Dănilă Artiomov

Personal information
- Nationality: Moldova
- Born: 16 October 1994 (age 31) Tiraspol, Transnistria, Moldova
- Height: 1.88 m (6 ft 2 in)
- Weight: 79 kg (174 lb)

Sport
- Sport: Swimming
- Strokes: Breaststroke

Medal record
Men's swimming
Representing Moldova
European Junior Championships
| Gold medal – first place | 2012 Antwerp | 100 m breaststroke |

= Dănilă Artiomov =

Moldovan swimmer (born 1994)

Dănilă Artiomov (born 16 October 1994 in Tiraspol) is a Moldovan swimmer, who specialized in breaststroke events. Artiomov established a Moldovan record of 1:01.60 to earn a gold medal in the boys' 100 m breaststroke at the 2012 European Junior Swimming Championships in Antwerp, Belgium.

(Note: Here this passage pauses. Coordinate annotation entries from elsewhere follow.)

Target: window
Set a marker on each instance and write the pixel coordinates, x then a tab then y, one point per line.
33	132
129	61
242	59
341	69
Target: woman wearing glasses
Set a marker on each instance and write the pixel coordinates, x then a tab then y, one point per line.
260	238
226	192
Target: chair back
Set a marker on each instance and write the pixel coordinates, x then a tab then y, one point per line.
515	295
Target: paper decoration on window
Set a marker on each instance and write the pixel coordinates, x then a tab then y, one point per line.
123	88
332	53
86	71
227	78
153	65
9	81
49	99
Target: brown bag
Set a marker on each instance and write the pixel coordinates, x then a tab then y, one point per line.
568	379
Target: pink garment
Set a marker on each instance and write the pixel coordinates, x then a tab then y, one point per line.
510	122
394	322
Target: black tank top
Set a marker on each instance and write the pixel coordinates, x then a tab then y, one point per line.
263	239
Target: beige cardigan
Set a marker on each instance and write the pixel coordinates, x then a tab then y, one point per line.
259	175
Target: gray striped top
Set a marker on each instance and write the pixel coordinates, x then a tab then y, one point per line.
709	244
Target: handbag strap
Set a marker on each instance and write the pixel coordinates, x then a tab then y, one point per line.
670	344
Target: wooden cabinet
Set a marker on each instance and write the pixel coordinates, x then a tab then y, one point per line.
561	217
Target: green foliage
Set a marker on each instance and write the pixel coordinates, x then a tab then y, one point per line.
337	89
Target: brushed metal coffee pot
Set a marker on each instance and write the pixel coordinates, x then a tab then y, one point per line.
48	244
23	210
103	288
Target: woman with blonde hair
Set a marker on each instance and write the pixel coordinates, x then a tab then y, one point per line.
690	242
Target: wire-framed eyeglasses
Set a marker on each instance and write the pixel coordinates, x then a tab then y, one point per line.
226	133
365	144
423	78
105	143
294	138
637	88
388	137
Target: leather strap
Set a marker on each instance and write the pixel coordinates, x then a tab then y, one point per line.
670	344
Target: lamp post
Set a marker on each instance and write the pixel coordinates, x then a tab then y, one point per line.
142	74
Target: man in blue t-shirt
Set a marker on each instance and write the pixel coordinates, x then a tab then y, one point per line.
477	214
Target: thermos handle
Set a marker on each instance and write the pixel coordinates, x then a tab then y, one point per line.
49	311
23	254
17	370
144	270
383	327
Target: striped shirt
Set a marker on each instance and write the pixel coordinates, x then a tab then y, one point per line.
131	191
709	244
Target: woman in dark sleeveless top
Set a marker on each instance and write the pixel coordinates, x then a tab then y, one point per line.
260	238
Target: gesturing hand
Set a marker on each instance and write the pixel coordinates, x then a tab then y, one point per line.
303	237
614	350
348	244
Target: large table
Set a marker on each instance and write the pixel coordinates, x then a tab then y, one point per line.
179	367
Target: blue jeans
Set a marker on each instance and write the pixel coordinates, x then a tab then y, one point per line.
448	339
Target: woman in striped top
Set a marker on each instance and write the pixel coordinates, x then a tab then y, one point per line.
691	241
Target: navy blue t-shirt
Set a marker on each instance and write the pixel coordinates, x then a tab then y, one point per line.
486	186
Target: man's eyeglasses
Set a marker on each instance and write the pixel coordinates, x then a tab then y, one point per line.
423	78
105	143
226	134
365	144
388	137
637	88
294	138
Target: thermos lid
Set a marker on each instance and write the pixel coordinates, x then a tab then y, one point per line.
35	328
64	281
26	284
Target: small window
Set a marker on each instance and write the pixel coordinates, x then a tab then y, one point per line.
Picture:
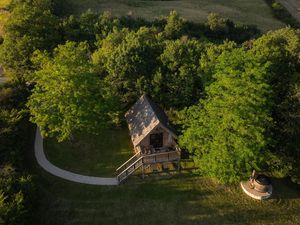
156	140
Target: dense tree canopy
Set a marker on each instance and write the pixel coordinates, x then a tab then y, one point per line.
228	131
178	81
67	96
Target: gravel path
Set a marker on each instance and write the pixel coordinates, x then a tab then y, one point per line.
54	170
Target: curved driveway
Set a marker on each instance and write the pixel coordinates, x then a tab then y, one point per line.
54	170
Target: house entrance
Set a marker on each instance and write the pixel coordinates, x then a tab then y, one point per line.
156	140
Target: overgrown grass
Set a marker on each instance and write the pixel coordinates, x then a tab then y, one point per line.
254	12
95	155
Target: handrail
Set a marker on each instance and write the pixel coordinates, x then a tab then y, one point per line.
127	161
131	165
141	159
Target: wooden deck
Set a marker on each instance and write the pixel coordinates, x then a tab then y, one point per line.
142	160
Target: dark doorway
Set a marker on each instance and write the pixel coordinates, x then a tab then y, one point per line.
156	140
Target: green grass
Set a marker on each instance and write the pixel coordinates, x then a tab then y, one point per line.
176	200
91	155
241	11
160	200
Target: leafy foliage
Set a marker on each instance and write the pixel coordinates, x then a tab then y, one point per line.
228	131
127	60
178	82
67	96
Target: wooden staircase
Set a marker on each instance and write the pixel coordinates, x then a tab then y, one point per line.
139	160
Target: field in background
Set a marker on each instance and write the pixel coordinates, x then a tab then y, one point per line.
241	11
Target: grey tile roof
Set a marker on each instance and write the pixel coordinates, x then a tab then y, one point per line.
143	117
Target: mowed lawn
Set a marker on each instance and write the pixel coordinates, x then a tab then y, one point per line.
94	155
241	11
159	199
178	200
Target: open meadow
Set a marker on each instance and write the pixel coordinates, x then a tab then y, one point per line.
241	11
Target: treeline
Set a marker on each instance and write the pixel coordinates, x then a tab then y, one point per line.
232	93
17	188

Artiomov qualified for the men's 100 m breaststroke at the 2012 Summer Olympics in London by eclipsing a FINA B-standard entry time of 1:02.30 from the Ukrainian Championships in Dnipropetrovsk. He challenged seven other swimmers on the second heat, including Olympic veterans Malick Fall of Senegal, Vladislav Polyakov of Kazakhstan, and Jakob Jóhann Sveinsson of Iceland. Artiomov rounded out the field to last place by nine hundredths of a second (0.09) behind Syria's Azad Al-Barazi in 1:03.57. Artiomov failed to advance into the semifinals, as he placed fortieth overall in the preliminaries.